Tags: Chidambaram, Srikrishna
After the ‘referendum’
D K Singh, The Indian Express, August 3, 2010
A couple of days before the Telangana by-election results were declared, Home Minister P. Chidambaram inquired about the Congress’s prospects from a ministerial colleague. The reply left him perplexed. “Not even one seat?” asked Chidambaram. But his party colleague from Andhra Pradesh offered little hope. The junior minister was vindicated last Friday when the Telangana Rashtra Samiti (TRS) swept the polls, winning 11 out of 12 seats.
Congress leaders from Telangana had sensed the pubic mood and did not want to contest; they were overruled. The party had done well in the region in the 2009 assembly and Lok Sabha elections, apparently validating the late Y.S.R. Reddy’s claims that the statehood agitation was a mere flash in the pan. This rout has, therefore, set alarm bells ringing. AP Congress president D. Srinivas’s loss — the second time since the 2009 assembly election — could be a case study in ambivalence: he had assured voters that the Congress was all for Telangana, and it was the only party that could make it a reality. The TRS’s K. Chandrasekhar Rao asked: if Srinivas’s party was all for Telangana, why did the party chief not say so, on behalf of the Congress, to the Srikrishna Committee?
The Andhra PCC chief had no answer to KCR’s poser. The party high command had allowed individual MLAs and MPs to submit their views before the Srikrishna Committee on statehood, but the Congress, as a party, wouldn’t take any stance. Since Chidambaram’s announcement about the initiation of the process for the formation of Telangana last December, which was followed by political mobilisation and protests on regional lines, the Congress had gradually made a quiet retreat to its time-tested formula of ambivalence. Since December, leaders from all regions of AP have been meeting Congress President Sonia Gandhi and AICC General Secretary Rahul Gandhi, but have failed to gauge their thinking on Telangana.
The Congress high command cannot overlook this reversal. The Srikrishna Committee reports by year-end; whatever its recommendations, violent protests all over AP are likely. The ruling party cannot then be divided; it must, therefore, sort out the internecine war in its state unit. Kadapa MP Jagan Mohan Reddy, YSR’s ambitious son, is on the warpath, defying the high command’s diktat to continue with his “Odarpu yatra” (a tour to console the families of those who had died of shock hearing of his father’s death).
Jagan knows it’s now or never: if he allows his father’s legacy to fade from public memory, his time may never come. The high command, on the other hand, is not inclined to hand over the reins of the state to someone who challenged its authority.
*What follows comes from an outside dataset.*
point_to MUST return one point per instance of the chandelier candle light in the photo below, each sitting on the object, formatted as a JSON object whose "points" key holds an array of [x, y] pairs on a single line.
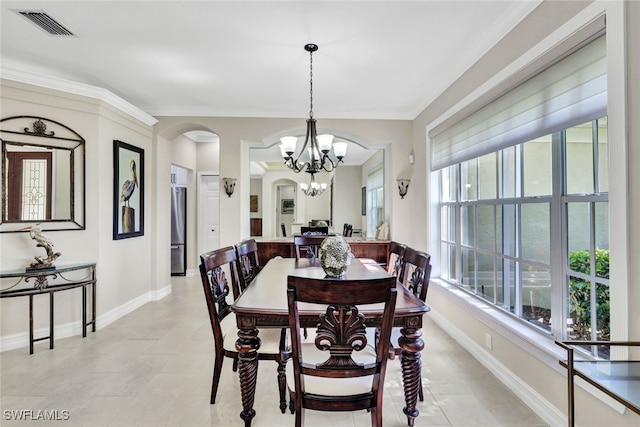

They are sure Jagan will not leave the party to float his own; it would be risky, as YSR stayed so loyal all his life. Yet, cracking the whip is tough. With most of the legislators having been hand-picked by YSR, a large number of them owe loyalty to Jagan. Besides, if they shift loyalty now, what happens to them if Jagan wins his battle? No assurances either way have come from Delhi, leaving them confused; many of them are already said to have an offer to recover the expenses they incurred in the last election, and a promise that the next election will be similarly taken care of.
The central leadership of the Congress wanted Chief Minister K. Rosaiah to deliver. He has, however, been far from effective. Jagan has successfully used his Sakshi newspaper and TV channel to campaign against the CM, alleging that Rosaiah was trying to undermine YSR’s popular welfare schemes and programmes. The CM did not help his cause when he issued a diktat to legislators against joining Jagan’s yatra; many did anyway, exposing his lack of control.
In their strategy of waiting for Jagan to tire himself out, the party may not have factored in the December-end report of the Srikrishna Committee, which will re-ignite passions in the entire state. Can the Congress wait and watch until Jagan gives up his fight?